Что и говорить, одежда Димы отличалась исключительной живописностью. На нем были горные ботинки с триконями, один зашнурован бинтом, а другой красным электрическим проводом. На штурмовых брюках Димы виднелось множество мелких дыр, как будто в них стреляли мелкой дробью (и нет никаких оснований считать, что этого не было на самом деле!). Кроме того, их украшало несколько хороших заплат - сзади одна большая, сантиметров двадцать на пятнадцать, из материала, в который когда-то была зашита посылка, что явствовало из текста (на этой заплате можно было прочесть адрес отправителя: Ростов на Дону, улица Карла Маркса, 17, написанный чернильным карандашом). Спереди на коленях тоже по заплате, на левом - зеленая, на правом клетчатая. Штурмовка была в таком же стиле, тельняшка, одетая под штурмовкой, имела такой вид, точно он, потерпев кораблекрушение, лет пять носил ее не снимая, разгуливая по необитаемому острову, на который выбросили его морские волны.

Короче говоря, костюм Димы больше всего напоминал одежду одичавшего мельника из оперы "Русалка"

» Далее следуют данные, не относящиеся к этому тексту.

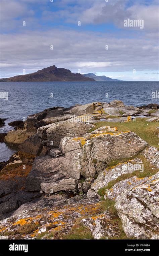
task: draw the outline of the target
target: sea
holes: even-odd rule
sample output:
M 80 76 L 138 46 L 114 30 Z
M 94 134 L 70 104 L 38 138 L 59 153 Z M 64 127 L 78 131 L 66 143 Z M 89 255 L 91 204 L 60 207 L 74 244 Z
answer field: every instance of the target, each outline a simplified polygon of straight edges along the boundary
M 6 119 L 0 133 L 13 129 L 9 122 L 26 119 L 46 108 L 114 100 L 135 106 L 158 104 L 158 92 L 156 82 L 0 83 L 0 118 Z M 0 143 L 0 162 L 7 161 L 18 150 L 16 145 Z

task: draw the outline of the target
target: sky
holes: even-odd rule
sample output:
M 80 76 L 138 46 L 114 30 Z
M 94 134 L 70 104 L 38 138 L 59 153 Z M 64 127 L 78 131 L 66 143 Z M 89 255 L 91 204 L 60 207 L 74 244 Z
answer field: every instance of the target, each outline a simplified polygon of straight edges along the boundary
M 1 0 L 0 7 L 1 78 L 55 65 L 159 81 L 158 0 Z M 128 19 L 144 27 L 124 26 Z

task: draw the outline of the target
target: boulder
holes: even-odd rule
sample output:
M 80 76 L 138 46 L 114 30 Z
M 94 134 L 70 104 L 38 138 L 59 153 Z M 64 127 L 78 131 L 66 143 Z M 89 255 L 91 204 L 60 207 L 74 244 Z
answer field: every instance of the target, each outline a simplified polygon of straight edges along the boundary
M 64 178 L 70 178 L 63 170 L 63 157 L 53 158 L 46 156 L 36 157 L 26 181 L 25 190 L 40 191 L 43 182 L 55 183 Z M 47 185 L 49 185 L 48 183 Z
M 45 146 L 58 147 L 64 137 L 82 136 L 94 127 L 89 122 L 71 121 L 70 119 L 41 127 L 38 129 L 37 133 L 42 140 L 45 140 Z
M 82 115 L 88 113 L 93 113 L 94 112 L 94 104 L 93 103 L 77 106 L 72 108 L 69 111 L 73 115 Z
M 76 192 L 77 183 L 73 179 L 65 179 L 56 182 L 43 182 L 41 184 L 41 193 L 51 194 L 61 191 Z
M 154 113 L 151 113 L 151 114 L 150 114 L 150 116 L 151 117 L 157 117 L 158 118 L 158 120 L 159 118 L 159 111 L 158 110 L 157 111 L 156 111 L 156 112 Z
M 159 108 L 159 105 L 154 103 L 150 103 L 150 104 L 146 105 L 143 105 L 143 106 L 141 106 L 140 107 L 138 107 L 140 109 L 142 109 L 142 108 L 154 108 L 157 109 Z
M 146 178 L 127 190 L 123 186 L 122 192 L 118 191 L 115 199 L 115 207 L 128 238 L 153 239 L 158 231 L 159 172 Z M 121 188 L 123 183 L 120 182 Z
M 2 118 L 0 118 L 0 126 L 2 126 L 4 124 L 4 121 Z
M 29 138 L 30 135 L 26 130 L 9 131 L 4 138 L 4 141 L 11 143 L 20 144 Z
M 124 104 L 121 100 L 113 100 L 109 104 L 111 107 L 124 107 Z
M 159 151 L 156 148 L 150 146 L 145 149 L 142 154 L 151 164 L 159 168 Z
M 61 107 L 55 107 L 45 109 L 43 111 L 29 116 L 26 120 L 26 129 L 28 132 L 36 133 L 37 128 L 34 126 L 36 123 L 44 118 L 55 117 L 63 114 L 64 109 Z
M 47 233 L 55 234 L 55 239 L 59 239 L 57 231 L 61 231 L 64 239 L 64 234 L 71 231 L 80 216 L 94 216 L 101 211 L 98 200 L 89 200 L 85 195 L 71 198 L 63 194 L 43 197 L 23 204 L 11 216 L 0 221 L 1 233 L 3 235 L 7 232 L 9 239 L 35 239 L 47 231 Z M 33 228 L 26 233 L 28 224 Z M 42 239 L 46 238 L 50 239 L 50 236 L 43 236 Z
M 60 149 L 65 154 L 64 169 L 79 179 L 94 178 L 113 159 L 132 157 L 143 150 L 145 141 L 131 132 L 89 134 L 84 137 L 64 138 Z
M 143 172 L 142 163 L 140 159 L 136 158 L 134 159 L 118 164 L 110 168 L 107 168 L 103 170 L 92 185 L 91 190 L 93 192 L 98 193 L 99 189 L 107 187 L 109 182 L 115 180 L 122 175 L 137 170 Z M 88 195 L 90 198 L 90 193 Z
M 3 142 L 5 137 L 7 133 L 0 133 L 0 142 Z
M 24 128 L 24 122 L 20 120 L 8 123 L 8 125 L 10 126 L 14 126 L 15 130 L 22 130 Z
M 21 152 L 28 153 L 34 156 L 38 156 L 42 150 L 42 139 L 38 134 L 29 137 L 19 146 Z
M 71 118 L 71 117 L 72 116 L 70 115 L 67 114 L 55 117 L 50 117 L 48 118 L 45 118 L 45 119 L 42 119 L 40 121 L 39 121 L 37 123 L 36 123 L 34 126 L 37 129 L 38 129 L 42 126 L 44 126 L 45 125 L 47 125 L 48 124 L 53 124 L 54 123 L 65 121 L 66 120 Z

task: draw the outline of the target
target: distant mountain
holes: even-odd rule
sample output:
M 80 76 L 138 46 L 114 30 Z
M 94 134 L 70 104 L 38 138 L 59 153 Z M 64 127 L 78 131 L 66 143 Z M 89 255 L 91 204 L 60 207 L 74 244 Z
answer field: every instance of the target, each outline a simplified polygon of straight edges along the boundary
M 58 81 L 94 81 L 93 78 L 71 72 L 69 69 L 51 66 L 26 75 L 0 78 L 1 82 L 47 82 Z
M 112 79 L 110 77 L 108 77 L 105 75 L 96 75 L 93 73 L 89 73 L 88 74 L 84 74 L 83 75 L 85 77 L 93 78 L 95 81 L 99 82 L 106 81 L 106 82 L 118 82 L 122 81 L 122 80 L 118 80 L 118 79 Z

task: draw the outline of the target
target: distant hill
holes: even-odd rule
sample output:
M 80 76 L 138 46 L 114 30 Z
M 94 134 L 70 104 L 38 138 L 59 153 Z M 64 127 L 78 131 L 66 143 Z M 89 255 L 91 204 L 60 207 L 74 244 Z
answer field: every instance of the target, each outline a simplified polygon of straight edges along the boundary
M 118 79 L 112 79 L 110 77 L 108 77 L 105 75 L 96 75 L 93 73 L 89 73 L 88 74 L 84 74 L 83 75 L 85 77 L 93 78 L 95 81 L 99 82 L 106 81 L 106 82 L 120 82 L 123 80 L 120 80 Z
M 1 82 L 47 82 L 58 81 L 94 81 L 81 74 L 71 72 L 69 69 L 59 68 L 55 65 L 43 68 L 37 72 L 16 75 L 8 78 L 0 78 Z

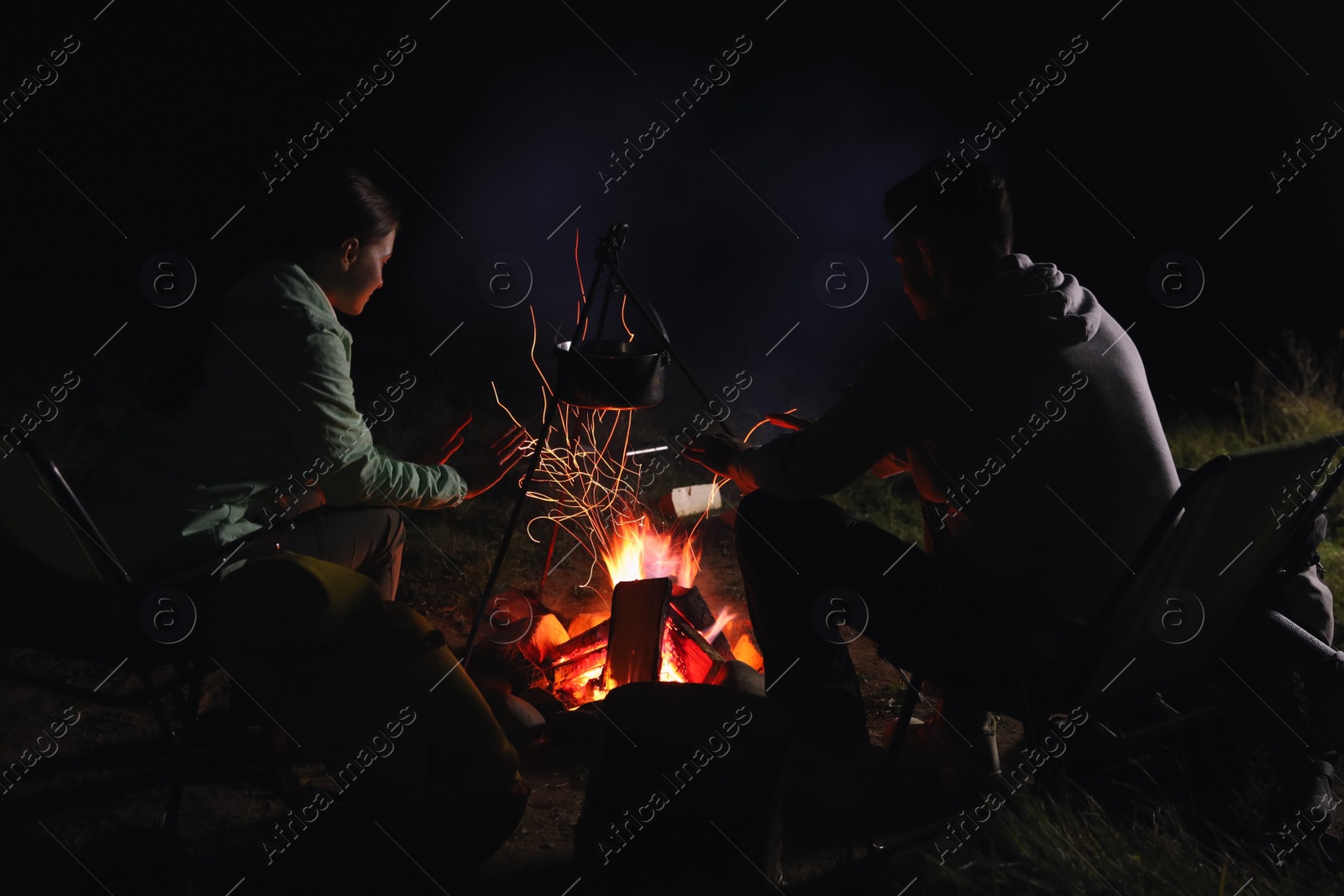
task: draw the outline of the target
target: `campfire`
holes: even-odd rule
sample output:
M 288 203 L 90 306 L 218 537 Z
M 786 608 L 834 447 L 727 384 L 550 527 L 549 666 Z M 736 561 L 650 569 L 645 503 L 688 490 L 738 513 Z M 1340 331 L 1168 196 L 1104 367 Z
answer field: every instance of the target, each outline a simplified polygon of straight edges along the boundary
M 620 239 L 624 239 L 624 226 L 613 227 L 603 242 L 616 240 L 613 244 L 618 249 Z M 575 236 L 575 265 L 577 253 Z M 599 253 L 599 258 L 605 257 Z M 614 270 L 614 261 L 610 266 Z M 556 347 L 558 357 L 563 357 L 558 367 L 560 382 L 554 388 L 536 363 L 536 318 L 532 317 L 530 360 L 542 380 L 544 410 L 540 437 L 528 446 L 534 461 L 520 481 L 523 494 L 515 520 L 523 497 L 540 501 L 546 512 L 532 517 L 526 531 L 534 541 L 540 541 L 534 529 L 550 524 L 551 548 L 535 594 L 495 595 L 482 599 L 477 610 L 477 626 L 487 610 L 492 611 L 489 641 L 509 645 L 520 654 L 513 657 L 515 673 L 511 674 L 515 690 L 539 688 L 570 708 L 602 700 L 610 690 L 637 681 L 718 684 L 727 674 L 726 664 L 732 660 L 757 670 L 763 666 L 747 631 L 749 623 L 727 610 L 716 617 L 695 586 L 700 570 L 696 532 L 708 517 L 708 506 L 685 531 L 681 525 L 660 527 L 640 500 L 641 470 L 637 462 L 629 461 L 628 451 L 632 415 L 661 400 L 661 365 L 667 364 L 667 355 L 675 357 L 675 353 L 665 337 L 652 348 L 634 343 L 633 332 L 625 325 L 625 302 L 633 294 L 624 282 L 617 293 L 617 282 L 621 281 L 614 275 L 607 282 L 597 318 L 597 341 L 583 340 L 598 277 L 589 290 L 581 292 L 574 340 Z M 579 287 L 582 290 L 582 281 Z M 602 341 L 602 321 L 614 294 L 621 296 L 621 329 L 629 343 Z M 642 305 L 640 310 L 661 329 Z M 575 360 L 579 356 L 582 364 Z M 586 373 L 589 368 L 594 372 L 591 376 Z M 497 391 L 495 399 L 517 423 Z M 595 611 L 578 614 L 569 626 L 540 602 L 555 539 L 562 531 L 591 559 L 589 580 L 581 587 L 593 587 L 599 568 L 605 570 L 612 587 L 609 600 L 602 599 Z M 504 545 L 507 543 L 505 537 Z M 496 557 L 487 592 L 504 549 L 501 547 Z M 602 596 L 602 590 L 593 590 Z M 727 637 L 730 626 L 737 629 L 735 643 Z M 513 633 L 521 634 L 515 639 Z
M 734 658 L 759 668 L 745 630 L 737 652 L 730 645 L 726 630 L 737 617 L 728 610 L 715 615 L 695 587 L 700 555 L 694 532 L 660 531 L 649 516 L 626 517 L 607 543 L 601 562 L 612 596 L 599 611 L 581 613 L 566 629 L 524 592 L 501 603 L 512 610 L 496 621 L 500 630 L 527 629 L 516 647 L 530 668 L 517 685 L 543 688 L 578 707 L 632 681 L 716 684 Z

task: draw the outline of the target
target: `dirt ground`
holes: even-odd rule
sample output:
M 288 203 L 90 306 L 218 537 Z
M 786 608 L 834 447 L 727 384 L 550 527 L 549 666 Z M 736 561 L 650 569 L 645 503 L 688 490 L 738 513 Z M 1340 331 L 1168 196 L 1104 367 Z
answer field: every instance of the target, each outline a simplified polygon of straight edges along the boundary
M 730 607 L 746 617 L 746 600 L 732 548 L 732 531 L 710 520 L 702 532 L 703 568 L 698 586 L 714 611 Z M 410 548 L 409 548 L 410 549 Z M 562 543 L 559 553 L 566 548 Z M 582 551 L 558 566 L 544 602 L 563 619 L 593 611 L 605 596 L 591 587 Z M 605 583 L 594 575 L 593 583 Z M 505 583 L 509 584 L 509 583 Z M 530 587 L 531 582 L 513 582 Z M 407 600 L 425 613 L 460 653 L 470 626 L 470 604 L 433 606 L 414 576 Z M 419 596 L 417 596 L 419 595 Z M 866 638 L 851 643 L 867 697 L 872 742 L 895 715 L 902 685 L 898 674 Z M 8 650 L 5 662 L 31 672 L 91 686 L 110 666 L 59 661 L 47 654 Z M 103 688 L 126 686 L 125 670 Z M 207 677 L 203 705 L 224 700 L 222 672 Z M 69 708 L 69 709 L 67 709 Z M 531 798 L 521 823 L 473 881 L 453 877 L 452 848 L 417 844 L 407 848 L 367 818 L 341 817 L 313 825 L 285 854 L 263 861 L 259 837 L 289 811 L 267 768 L 265 751 L 200 744 L 191 762 L 176 842 L 164 842 L 157 825 L 168 795 L 165 770 L 172 750 L 151 712 L 73 703 L 30 686 L 0 681 L 0 759 L 8 766 L 31 748 L 51 723 L 74 713 L 59 751 L 39 759 L 0 797 L 4 833 L 5 893 L 181 892 L 211 896 L 292 892 L 460 892 L 575 895 L 574 823 L 578 819 L 590 756 L 564 751 L 542 739 L 520 750 L 521 774 Z M 930 715 L 921 704 L 917 713 Z M 1000 748 L 1019 737 L 1012 720 L 1000 729 Z M 47 742 L 43 742 L 47 743 Z M 48 748 L 50 750 L 50 748 Z M 316 779 L 321 768 L 301 768 Z M 325 817 L 324 817 L 325 818 Z M 797 819 L 794 819 L 796 822 Z M 785 833 L 785 873 L 790 883 L 824 881 L 849 844 L 825 836 L 814 818 L 790 822 Z M 702 857 L 735 861 L 731 854 Z

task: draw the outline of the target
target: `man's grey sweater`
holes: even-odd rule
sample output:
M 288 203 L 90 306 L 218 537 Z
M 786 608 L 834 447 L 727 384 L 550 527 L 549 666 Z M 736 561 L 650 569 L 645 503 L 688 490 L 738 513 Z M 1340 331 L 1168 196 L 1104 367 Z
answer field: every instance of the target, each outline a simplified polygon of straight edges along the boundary
M 914 476 L 945 580 L 1090 617 L 1176 492 L 1138 351 L 1071 274 L 1021 254 L 902 329 L 813 426 L 732 478 L 831 494 L 883 457 Z

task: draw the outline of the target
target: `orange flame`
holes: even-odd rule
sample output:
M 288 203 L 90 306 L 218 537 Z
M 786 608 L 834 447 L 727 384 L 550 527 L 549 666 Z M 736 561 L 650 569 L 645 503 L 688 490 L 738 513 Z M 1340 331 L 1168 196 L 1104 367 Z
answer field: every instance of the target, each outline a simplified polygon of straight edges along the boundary
M 700 551 L 694 540 L 659 532 L 644 513 L 616 521 L 601 553 L 613 587 L 636 579 L 669 578 L 689 588 L 700 571 Z

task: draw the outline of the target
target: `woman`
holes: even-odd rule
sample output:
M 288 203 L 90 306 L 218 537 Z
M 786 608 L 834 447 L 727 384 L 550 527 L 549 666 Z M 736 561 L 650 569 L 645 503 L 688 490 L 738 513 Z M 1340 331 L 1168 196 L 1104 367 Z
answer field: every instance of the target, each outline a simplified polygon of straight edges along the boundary
M 517 461 L 526 433 L 462 447 L 452 466 L 465 422 L 410 461 L 374 445 L 337 313 L 359 314 L 383 285 L 398 214 L 352 169 L 313 171 L 294 195 L 282 259 L 226 293 L 185 406 L 129 415 L 85 493 L 133 576 L 227 556 L 269 529 L 274 539 L 254 540 L 358 570 L 391 600 L 405 539 L 395 508 L 481 494 Z

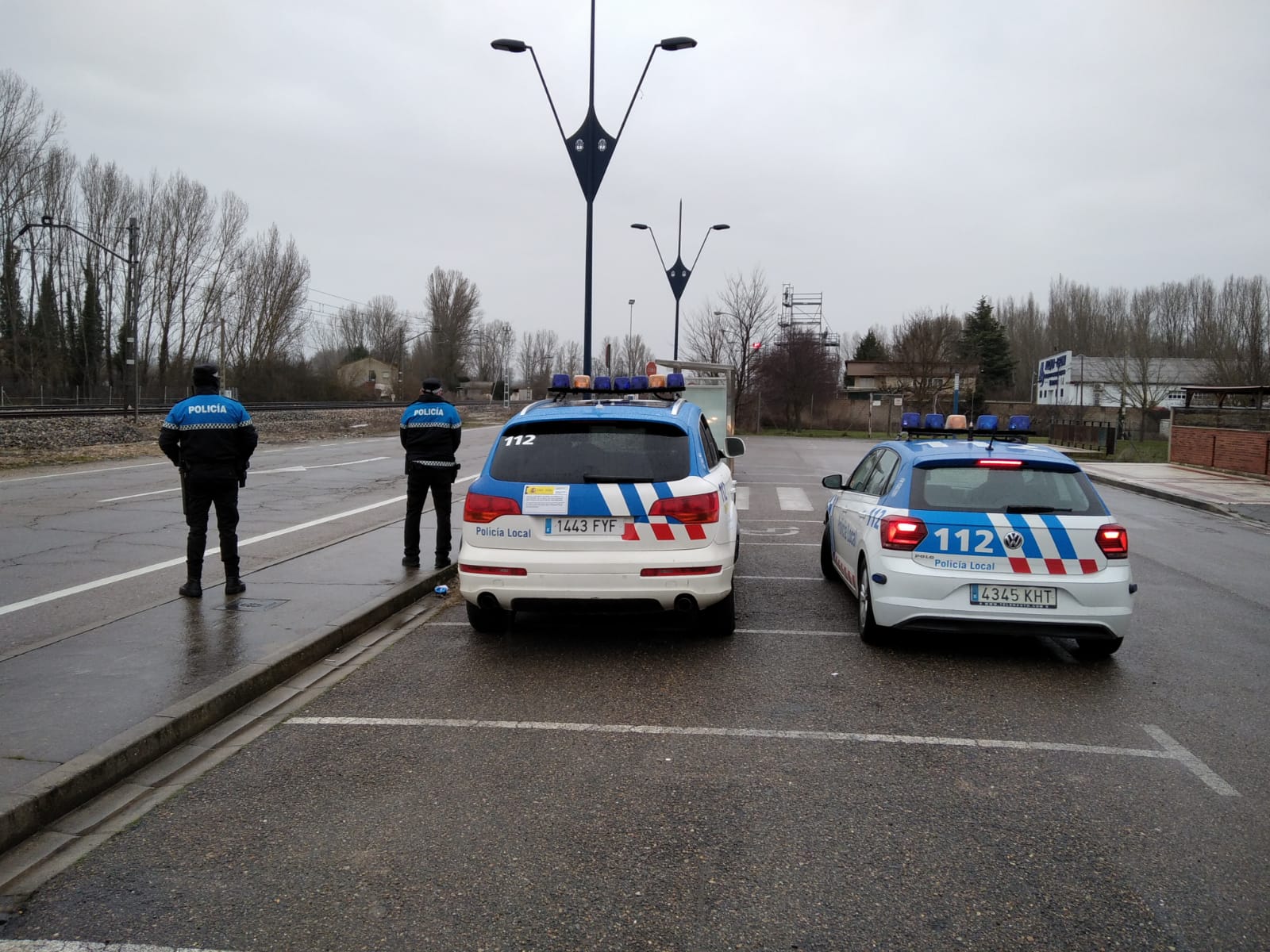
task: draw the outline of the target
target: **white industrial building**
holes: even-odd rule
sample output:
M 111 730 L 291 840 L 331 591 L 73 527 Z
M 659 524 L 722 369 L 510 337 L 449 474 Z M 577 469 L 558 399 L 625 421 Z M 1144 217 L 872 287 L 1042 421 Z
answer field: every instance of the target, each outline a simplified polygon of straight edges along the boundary
M 1184 406 L 1186 387 L 1208 381 L 1190 357 L 1087 357 L 1063 350 L 1036 366 L 1036 402 L 1049 406 Z

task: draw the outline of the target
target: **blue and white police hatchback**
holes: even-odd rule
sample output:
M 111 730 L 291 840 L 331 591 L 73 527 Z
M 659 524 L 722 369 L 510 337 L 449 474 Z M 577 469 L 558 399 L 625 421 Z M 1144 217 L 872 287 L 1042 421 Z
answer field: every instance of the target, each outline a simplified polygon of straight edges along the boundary
M 959 432 L 904 416 L 900 439 L 845 481 L 822 480 L 836 493 L 820 570 L 856 597 L 860 636 L 999 632 L 1076 638 L 1091 658 L 1119 649 L 1138 588 L 1129 536 L 1081 467 L 1026 442 L 1026 416 Z
M 499 433 L 467 490 L 458 584 L 467 619 L 516 611 L 678 611 L 735 627 L 737 486 L 678 373 L 569 378 Z

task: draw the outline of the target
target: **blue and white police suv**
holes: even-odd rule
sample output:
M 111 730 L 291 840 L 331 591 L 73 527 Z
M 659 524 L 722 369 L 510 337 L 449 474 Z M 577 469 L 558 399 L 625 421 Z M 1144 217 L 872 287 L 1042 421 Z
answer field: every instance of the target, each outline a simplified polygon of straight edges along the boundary
M 499 433 L 464 504 L 467 619 L 516 611 L 678 611 L 735 627 L 737 486 L 683 376 L 552 377 Z
M 856 597 L 861 637 L 1048 635 L 1088 658 L 1120 647 L 1138 588 L 1129 534 L 1081 467 L 1029 443 L 1026 416 L 1006 430 L 994 416 L 959 432 L 933 414 L 906 423 L 848 479 L 822 480 L 836 493 L 820 570 Z

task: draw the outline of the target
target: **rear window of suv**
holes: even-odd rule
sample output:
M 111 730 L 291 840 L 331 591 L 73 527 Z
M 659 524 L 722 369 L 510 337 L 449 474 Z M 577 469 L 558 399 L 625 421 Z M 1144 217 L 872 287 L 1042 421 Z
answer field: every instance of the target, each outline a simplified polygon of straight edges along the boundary
M 912 509 L 1106 515 L 1080 470 L 996 468 L 964 463 L 913 470 Z
M 489 475 L 505 482 L 671 482 L 688 468 L 688 434 L 668 423 L 541 420 L 503 432 Z

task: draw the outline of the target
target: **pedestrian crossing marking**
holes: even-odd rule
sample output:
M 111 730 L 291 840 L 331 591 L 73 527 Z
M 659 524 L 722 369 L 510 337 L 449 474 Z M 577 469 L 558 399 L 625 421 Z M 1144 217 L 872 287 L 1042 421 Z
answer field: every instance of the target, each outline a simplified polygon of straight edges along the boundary
M 812 501 L 806 498 L 806 493 L 798 486 L 777 486 L 776 498 L 785 512 L 812 512 Z

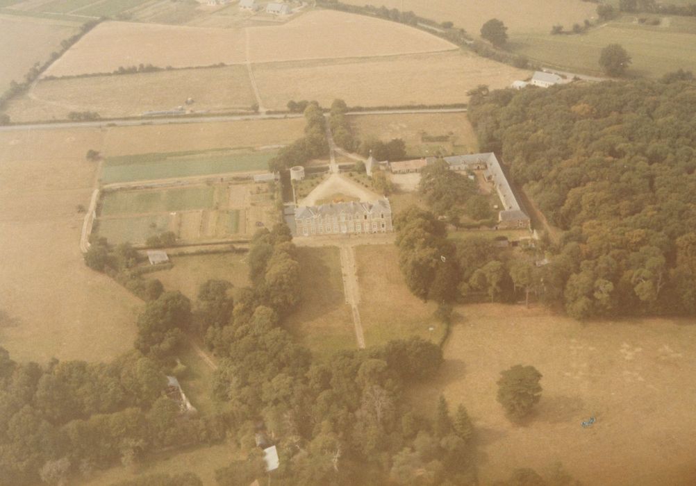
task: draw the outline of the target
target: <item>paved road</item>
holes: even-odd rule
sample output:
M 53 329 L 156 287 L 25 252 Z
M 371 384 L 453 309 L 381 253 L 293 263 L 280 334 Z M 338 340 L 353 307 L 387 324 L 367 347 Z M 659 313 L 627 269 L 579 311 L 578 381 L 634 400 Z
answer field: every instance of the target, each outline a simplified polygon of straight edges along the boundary
M 466 108 L 424 108 L 413 110 L 371 110 L 350 111 L 348 115 L 407 115 L 409 113 L 464 113 Z M 139 125 L 167 125 L 181 123 L 212 123 L 214 122 L 237 122 L 246 120 L 280 120 L 301 118 L 302 113 L 249 113 L 248 115 L 211 115 L 200 117 L 163 117 L 128 120 L 102 120 L 94 122 L 56 122 L 53 123 L 32 123 L 29 124 L 0 127 L 0 131 L 22 130 L 54 130 L 60 128 L 83 128 L 104 127 L 137 127 Z

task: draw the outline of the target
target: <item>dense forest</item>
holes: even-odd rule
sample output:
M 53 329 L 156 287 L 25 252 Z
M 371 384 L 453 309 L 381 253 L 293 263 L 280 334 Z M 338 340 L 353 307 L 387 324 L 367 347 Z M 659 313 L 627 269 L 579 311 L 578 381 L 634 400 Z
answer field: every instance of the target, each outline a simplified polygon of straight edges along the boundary
M 681 72 L 473 97 L 482 150 L 502 156 L 564 230 L 537 283 L 571 316 L 696 312 L 691 79 Z

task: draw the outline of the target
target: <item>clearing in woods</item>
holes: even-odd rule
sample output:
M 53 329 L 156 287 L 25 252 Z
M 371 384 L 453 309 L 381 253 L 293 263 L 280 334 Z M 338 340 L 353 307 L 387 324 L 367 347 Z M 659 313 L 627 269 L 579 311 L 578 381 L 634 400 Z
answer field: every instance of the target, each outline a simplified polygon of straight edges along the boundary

Лейтенант долго и серьезно рассматривал костюм Димы. Его взгляд говорил, что он подобный наряд считает вообще недопустимым. Но с другой стороны, он как-то не верил, что так одеваться можно нарочно, он готов был поверить в какое-нибудь несчастье.

- Что же это он так? - говорил Кире лейтенант, с соболезнованием глядя на Диму издали.- Так обносился? Может пьёт?

- Что пьет? - спросила Кира.

- Да водку! - отвечал Николаев.

- К водке я не замечала у него большого пристрастия - не улыбнувшись, сказала Кира.- Судя по его словам, он больше всего любит денатурат и человеческую кровь.

Но лейтенант смотрел на Киру и уже больше ничего не понимал, а только улыбался. Он что-то еще хотел сказать, но не мог. Только вечером, когда Димка уселся рядом с ним ужинать, Николаев вспомнил о его существовании.